I'm trying to write a program that creates a grid with set values filling each of the 4 outer edges, then fills in the other squares with the average value of their 4 adjacent squares, and keeps doing that until the grid becomes more or less constant.
The program creates grids 1 and 2 with the constant squares filled in and everything else set to 0, averages all the variable squares one at a time in grid 1, then checks grid 1 against grid 2 one square at a time. If any point on grid 1 is more than .001 away from the same point on grid 2, it sets "f" to 1, and then copies grid 1 to grid 2. After the copying, it prints f, checks if f=1, and if so, it goes back to the averaging step, where f is reset to 0. What should happen is, once grid 1 and grid 2 are almost exactly the same, f will stop being set to 1, so the if statement will register false, the goto statement won't trigger, and it'll move onto the next step of printing the grid out. But it's triggering the goto statement whether or not f is 1.
First why are you using goto? This loop construct should only be used very rarely, you should re-factor your code to use one of the other loop constructs.

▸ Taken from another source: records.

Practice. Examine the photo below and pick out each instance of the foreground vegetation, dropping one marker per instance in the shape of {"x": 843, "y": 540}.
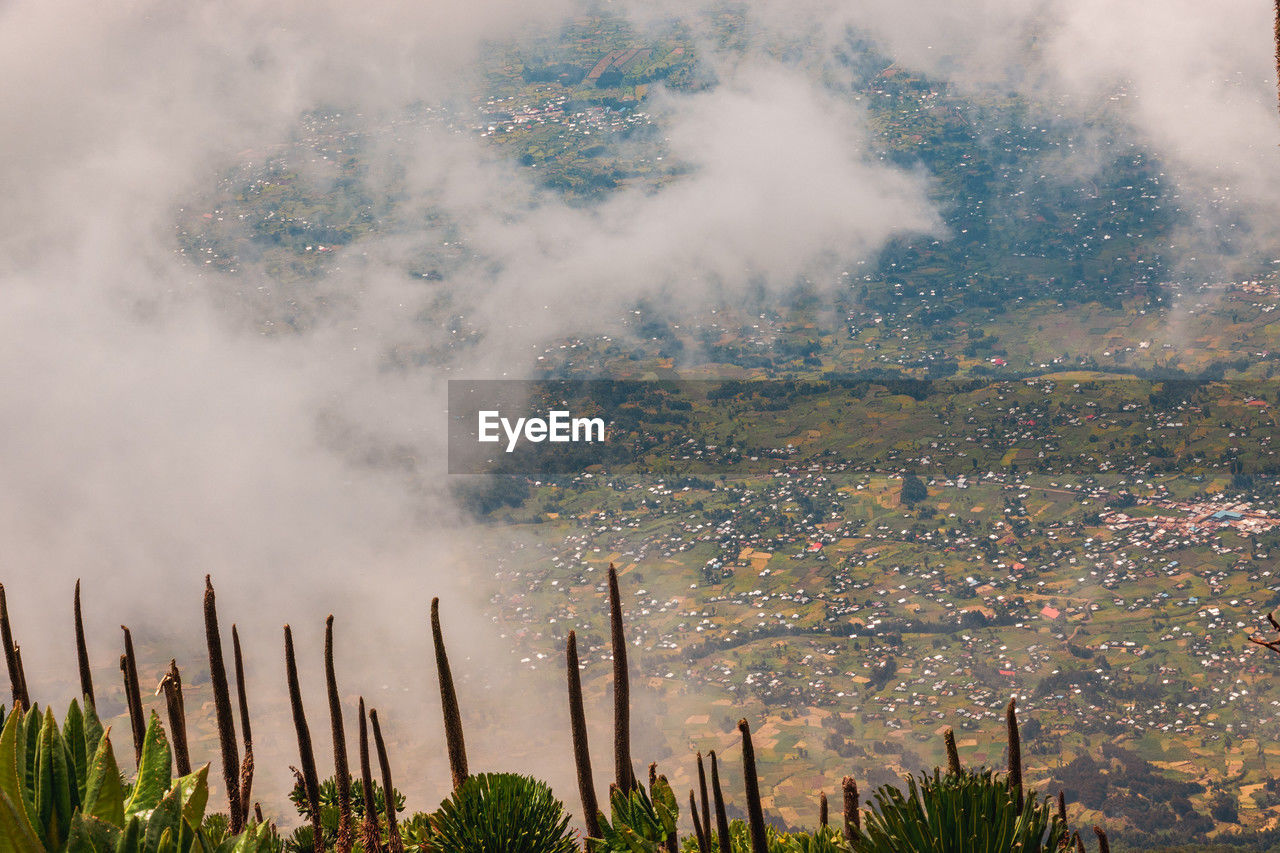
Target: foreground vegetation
{"x": 63, "y": 790}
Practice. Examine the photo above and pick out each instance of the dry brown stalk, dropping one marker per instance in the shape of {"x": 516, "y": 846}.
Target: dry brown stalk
{"x": 754, "y": 810}
{"x": 133, "y": 694}
{"x": 721, "y": 815}
{"x": 341, "y": 774}
{"x": 624, "y": 771}
{"x": 393, "y": 839}
{"x": 242, "y": 701}
{"x": 453, "y": 739}
{"x": 82, "y": 652}
{"x": 17, "y": 679}
{"x": 172, "y": 687}
{"x": 853, "y": 816}
{"x": 310, "y": 781}
{"x": 223, "y": 708}
{"x": 581, "y": 755}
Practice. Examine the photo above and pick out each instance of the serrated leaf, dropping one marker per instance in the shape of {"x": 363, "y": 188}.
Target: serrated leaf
{"x": 91, "y": 835}
{"x": 54, "y": 785}
{"x": 164, "y": 819}
{"x": 131, "y": 836}
{"x": 193, "y": 796}
{"x": 154, "y": 774}
{"x": 104, "y": 794}
{"x": 12, "y": 780}
{"x": 16, "y": 831}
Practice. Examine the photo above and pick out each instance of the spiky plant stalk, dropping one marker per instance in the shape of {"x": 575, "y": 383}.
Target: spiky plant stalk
{"x": 172, "y": 687}
{"x": 1015, "y": 752}
{"x": 1278, "y": 42}
{"x": 721, "y": 815}
{"x": 17, "y": 679}
{"x": 453, "y": 740}
{"x": 624, "y": 771}
{"x": 132, "y": 693}
{"x": 341, "y": 774}
{"x": 699, "y": 834}
{"x": 310, "y": 781}
{"x": 581, "y": 755}
{"x": 369, "y": 826}
{"x": 393, "y": 838}
{"x": 754, "y": 811}
{"x": 223, "y": 708}
{"x": 707, "y": 811}
{"x": 22, "y": 673}
{"x": 949, "y": 737}
{"x": 853, "y": 819}
{"x": 82, "y": 652}
{"x": 242, "y": 701}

The goto loop is considered a very bad practice because it leads to non-structured programming. You should learn to properly use functions and the other loop constructs. In this case I suggest a simple do/while{} or while loop.
And I don't know what "operator= is assignment" means. Should I be using "if (1 = f)"?
Do you know the the difference between assignment and comparison?
In C/C++ there is a different operator for assignment, operator= and comparison, operator==. When you want to compare a value use the comparison operator. When you want to assign a value to an object use the assignment operator.
And other than the use of the incorrect operator your loop looks valid.